We had dinner about 20 feet from our hotel this night at Bodega Santa Cruz Las Columnas.  We noticed right away the locals eat here.  The menu is a board on the wall, in Spanish, and the wait staff keep track of your order by writing down the amounts of the tapas you consume with a grease pencil.  Once you pay, the barkeep wipes away your order and goes to the next.  We just took a stab and called out some things on the menu accompanied with a cervesa (beer).  Each dish cost 2-2.50 euros so if you don't like it, no problemo.  One interesting dish was chorizo cooked with crashed egg (fried egg) which was covered in a tomato-ish sauce and lima beans and served with a thick slice of fresh bread.  I liked it, Dean didn't,  We also tried the gazpacho ... my my MY!!!!!!  Wow, was it good.  They served it in a small drinking glass with an ice cube.  We drank our soup just like we drank our beer.  No messy, dripping (or leaking) spoons.  This is how soup  should be served.  We finished the meal with a little spot of ice cream and a short walk.

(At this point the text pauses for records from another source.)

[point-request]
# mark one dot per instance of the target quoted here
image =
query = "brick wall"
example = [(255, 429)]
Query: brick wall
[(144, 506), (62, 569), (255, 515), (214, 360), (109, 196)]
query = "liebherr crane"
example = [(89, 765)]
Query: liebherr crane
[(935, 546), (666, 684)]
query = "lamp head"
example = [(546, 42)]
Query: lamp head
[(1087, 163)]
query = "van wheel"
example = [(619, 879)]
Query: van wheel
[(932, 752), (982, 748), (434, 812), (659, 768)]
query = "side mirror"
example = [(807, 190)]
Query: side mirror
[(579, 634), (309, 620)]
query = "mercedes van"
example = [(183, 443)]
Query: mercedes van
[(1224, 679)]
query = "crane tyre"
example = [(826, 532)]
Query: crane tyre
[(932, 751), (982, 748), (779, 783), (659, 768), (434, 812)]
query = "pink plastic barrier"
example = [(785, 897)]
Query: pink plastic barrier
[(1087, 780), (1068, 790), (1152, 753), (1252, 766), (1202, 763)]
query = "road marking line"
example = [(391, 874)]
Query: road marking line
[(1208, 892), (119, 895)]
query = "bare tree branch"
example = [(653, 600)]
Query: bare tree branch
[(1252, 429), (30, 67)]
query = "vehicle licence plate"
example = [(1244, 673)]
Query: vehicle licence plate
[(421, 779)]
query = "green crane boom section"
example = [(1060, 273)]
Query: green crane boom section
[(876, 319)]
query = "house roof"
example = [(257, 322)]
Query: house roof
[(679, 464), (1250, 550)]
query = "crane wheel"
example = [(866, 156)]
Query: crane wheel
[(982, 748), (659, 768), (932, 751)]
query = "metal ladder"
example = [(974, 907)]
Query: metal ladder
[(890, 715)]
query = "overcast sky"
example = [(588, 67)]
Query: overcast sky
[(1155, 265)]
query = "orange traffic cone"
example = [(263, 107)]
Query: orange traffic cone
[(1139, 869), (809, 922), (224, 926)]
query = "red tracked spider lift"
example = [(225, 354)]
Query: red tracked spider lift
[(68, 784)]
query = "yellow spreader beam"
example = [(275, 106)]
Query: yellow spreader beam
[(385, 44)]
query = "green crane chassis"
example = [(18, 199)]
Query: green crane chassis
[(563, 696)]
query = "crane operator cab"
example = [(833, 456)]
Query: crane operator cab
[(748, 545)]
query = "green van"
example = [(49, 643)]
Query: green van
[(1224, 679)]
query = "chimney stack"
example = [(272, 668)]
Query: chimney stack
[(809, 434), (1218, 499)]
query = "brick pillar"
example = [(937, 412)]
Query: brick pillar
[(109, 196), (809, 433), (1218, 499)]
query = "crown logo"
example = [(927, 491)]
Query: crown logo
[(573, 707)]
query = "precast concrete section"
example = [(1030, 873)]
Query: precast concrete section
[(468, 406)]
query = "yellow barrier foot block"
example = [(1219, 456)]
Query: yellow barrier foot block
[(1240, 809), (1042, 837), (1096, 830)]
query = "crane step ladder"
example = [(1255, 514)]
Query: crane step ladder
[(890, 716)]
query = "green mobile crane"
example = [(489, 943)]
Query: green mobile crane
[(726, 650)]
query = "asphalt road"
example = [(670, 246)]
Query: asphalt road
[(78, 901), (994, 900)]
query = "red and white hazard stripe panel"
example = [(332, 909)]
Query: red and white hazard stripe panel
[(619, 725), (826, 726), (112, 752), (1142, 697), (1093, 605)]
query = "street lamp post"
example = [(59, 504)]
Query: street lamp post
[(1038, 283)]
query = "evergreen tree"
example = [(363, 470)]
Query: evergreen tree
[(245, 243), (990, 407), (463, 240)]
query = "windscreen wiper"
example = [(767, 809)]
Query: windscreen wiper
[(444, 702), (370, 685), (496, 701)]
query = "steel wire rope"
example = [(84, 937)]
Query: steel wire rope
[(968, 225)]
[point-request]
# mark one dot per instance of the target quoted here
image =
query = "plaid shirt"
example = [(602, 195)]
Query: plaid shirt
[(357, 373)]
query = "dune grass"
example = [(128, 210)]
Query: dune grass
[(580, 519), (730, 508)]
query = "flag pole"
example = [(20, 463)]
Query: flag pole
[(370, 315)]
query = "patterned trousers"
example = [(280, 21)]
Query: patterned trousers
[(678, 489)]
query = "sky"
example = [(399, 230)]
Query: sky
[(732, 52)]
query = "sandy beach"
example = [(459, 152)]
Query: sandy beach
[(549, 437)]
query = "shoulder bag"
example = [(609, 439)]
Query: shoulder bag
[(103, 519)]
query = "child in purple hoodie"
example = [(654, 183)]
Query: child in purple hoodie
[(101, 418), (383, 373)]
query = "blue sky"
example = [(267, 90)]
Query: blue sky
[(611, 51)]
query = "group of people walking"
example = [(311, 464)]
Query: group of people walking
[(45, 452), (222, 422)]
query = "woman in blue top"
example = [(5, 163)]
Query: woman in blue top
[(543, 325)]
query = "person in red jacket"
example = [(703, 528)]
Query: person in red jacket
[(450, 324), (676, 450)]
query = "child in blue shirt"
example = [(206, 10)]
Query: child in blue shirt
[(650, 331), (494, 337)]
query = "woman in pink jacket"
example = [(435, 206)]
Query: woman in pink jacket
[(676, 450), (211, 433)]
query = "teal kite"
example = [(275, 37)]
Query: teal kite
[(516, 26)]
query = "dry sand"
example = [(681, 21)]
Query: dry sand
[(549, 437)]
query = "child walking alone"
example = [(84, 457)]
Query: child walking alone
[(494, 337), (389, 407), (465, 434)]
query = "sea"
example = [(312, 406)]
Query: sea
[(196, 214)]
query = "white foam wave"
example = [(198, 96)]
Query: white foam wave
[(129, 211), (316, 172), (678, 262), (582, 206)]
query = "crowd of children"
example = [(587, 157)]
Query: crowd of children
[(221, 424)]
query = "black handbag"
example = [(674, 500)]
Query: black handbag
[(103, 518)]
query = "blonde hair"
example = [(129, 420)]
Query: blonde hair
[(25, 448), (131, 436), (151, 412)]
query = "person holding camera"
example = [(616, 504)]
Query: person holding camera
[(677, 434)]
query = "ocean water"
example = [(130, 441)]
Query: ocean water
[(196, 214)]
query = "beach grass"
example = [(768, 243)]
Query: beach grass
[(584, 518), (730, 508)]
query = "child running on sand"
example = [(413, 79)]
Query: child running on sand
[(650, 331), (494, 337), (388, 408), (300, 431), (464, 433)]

below: the cathedral high alter

below: the tomb of Christopher Columbus

below: ramp and bells inside Giraldi Tower

below: view of Sevilla from top of Giraldi Tower

Day 8 - Sevilla

Today we visited Real Alcazar, the royal palace in Sevilla.  Originally a 10th century palace built for the govenors of the local Moorish state.  Today it still functions as a royal palace and is the official residence when the Spanish royals are in town.  For a thousand years it has been the centre of power and a royal residence.  The palace of King don Pedro was not finished until the 14th century, and has been enlarged since.  It is one of the best examples of Mudejar (moodee-har) style and it is the oldest palace in use in Europe.  There are spectacularly decorated halls and the courtyards have a distinctive Islamic-style.  Can you tell the differences between Muslim and Christian architecture?

Before siesta, we stopped at the Bodega Santa Cruz again for a 'glass' of gazpacho - delicious on this warm and sunny afternoon.

After a short siesta we headed out to a Flamenco show at the Museo del Baile Flamenco.  The one hour show was full of passionate emotion (pain, joy, seduction and love), great guitar music, double jointed wrists and the superhero fast dancing feet.  It's loud with stomping, clapping, singing and random shouts of "OLE!".  The vocals had a muslim feel about them, which makes sense given the history of this remarkable city.  Personally, we could have done without the singer, not because of the style but because he was annoying.  The dancers were fantastic.

Tomorrow we have no agenda.  We're going to walk to the river, wander around the barrio and probably do a little shopping.  There are local craftsman in Sevilla, which is a treat since we haven't seen it in Spain on either visit.  

On a totally different note, we've found ourselves enjoying and competing with the health app on our iPhones.  The app counts/tracks steps, flights climbed and miles walked.  Dean got cheated out of at least 9 flights when we climbed the tower a couple days ago.  We've been speculating since the tower has ramps rather than stairs, it messed with the app.  Dean is still peeved.